Kolaborasi merupakan bagian dari partisipasi publik, dalam kolaborasi masyarakat bisa berpartisipasi dalam upaya pemberantasan korupsi dan telah dijamin UU No. 31 Tahun 1999 jo. UU No. 20 tahun 2001 (Pasal 41 ayat 2), PP 71 Tahun 2000 tentang peran serta masyarakat dalam pencegahan dan pemberantasan tindak pidana korupsi, PP 43 Tahun 2018 tentang tata cara pelaksanaan peran saerta masyarakat dan pemberian penghargaan dalam pencegahan dan pemberantasan tindak pidana korupsi. Kemudian publik bisa berpartisipasi dalam pengambilan kebijakan, mengawal penyelenggaraan pemerintah (UU No. 23 tahun 2014 jo. UU No.9 tahun 2015, PP No. 45 tahun 2017).

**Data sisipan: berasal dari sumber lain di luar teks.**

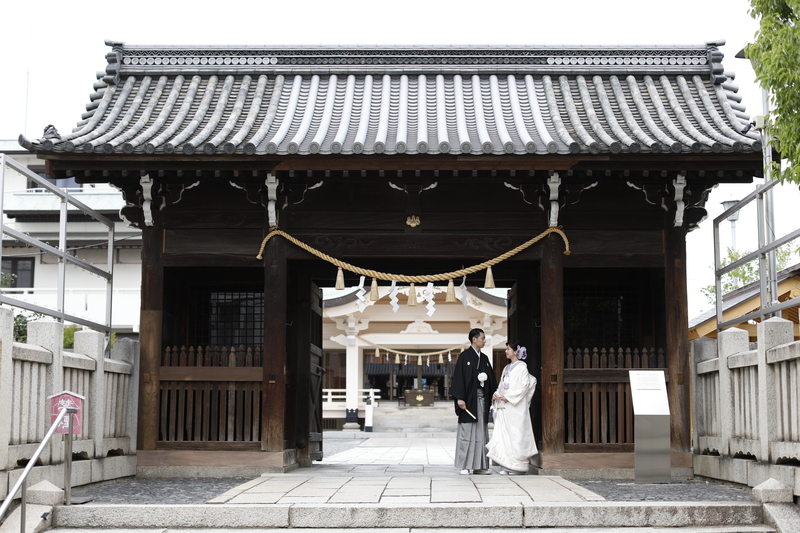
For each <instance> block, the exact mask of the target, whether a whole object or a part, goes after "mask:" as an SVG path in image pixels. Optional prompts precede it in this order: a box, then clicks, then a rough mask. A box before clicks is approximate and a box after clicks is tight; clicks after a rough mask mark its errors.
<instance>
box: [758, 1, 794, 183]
mask: <svg viewBox="0 0 800 533" xmlns="http://www.w3.org/2000/svg"><path fill="white" fill-rule="evenodd" d="M750 6H751V7H750V16H752V17H753V18H754V19H756V20H758V21H759V24H760V27H759V30H758V32H756V40H755V42H753V43H750V44H748V45H747V47H746V48H745V54H746V56H747V58H748V59H750V61H751V62H752V63H753V68H754V69H755V71H756V79H757V80H758V82H759V83H760V84H761V86H762V87H763V88H764V89H766V90H767V91H769V92H770V94H771V95H772V107H773V109H772V110H771V111H770V113H769V115H768V120H767V124H766V131H765V133H766V135H767V136H770V137H773V138H775V139H776V140H777V144H776V146H775V148H776V149H777V150H778V152H779V153H780V154H781V157H782V158H784V159H786V160H787V161H788V165H786V167H785V168H784V169H783V170H781V169H780V163H779V162H778V161H774V162H773V167H772V171H773V174H772V175H773V176H775V177H776V178H778V179H780V180H781V181H791V182H795V183H800V90H798V87H800V25H798V21H799V17H800V4H798V2H797V0H750Z"/></svg>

Upaya yang dapat dilakukan masyarakat sipil dan jurnalis dalam melakukan upaya perlawanan terhadap korupsi yakni dengan cara (Robert Klitgaard): Pertama: merubah budaya institusi/lembaga. Kedua: memobilisasi kawan, melawan korupsi membutuhkan sekutu mulai dari masyarakat sipil, swasta, orang-orang baik di pemerintahan, komunitas dan lain-lain. Ketiga: reformasi sistem. Selain itu, meningkatkan pengetahuan tentang antikorupsi, membentuk komunitas berjejaring, dan lakukan kampanye antikorupsi seperti pendidikan karakter dalam lingkungan terkecil di sekolah dan masyarakat.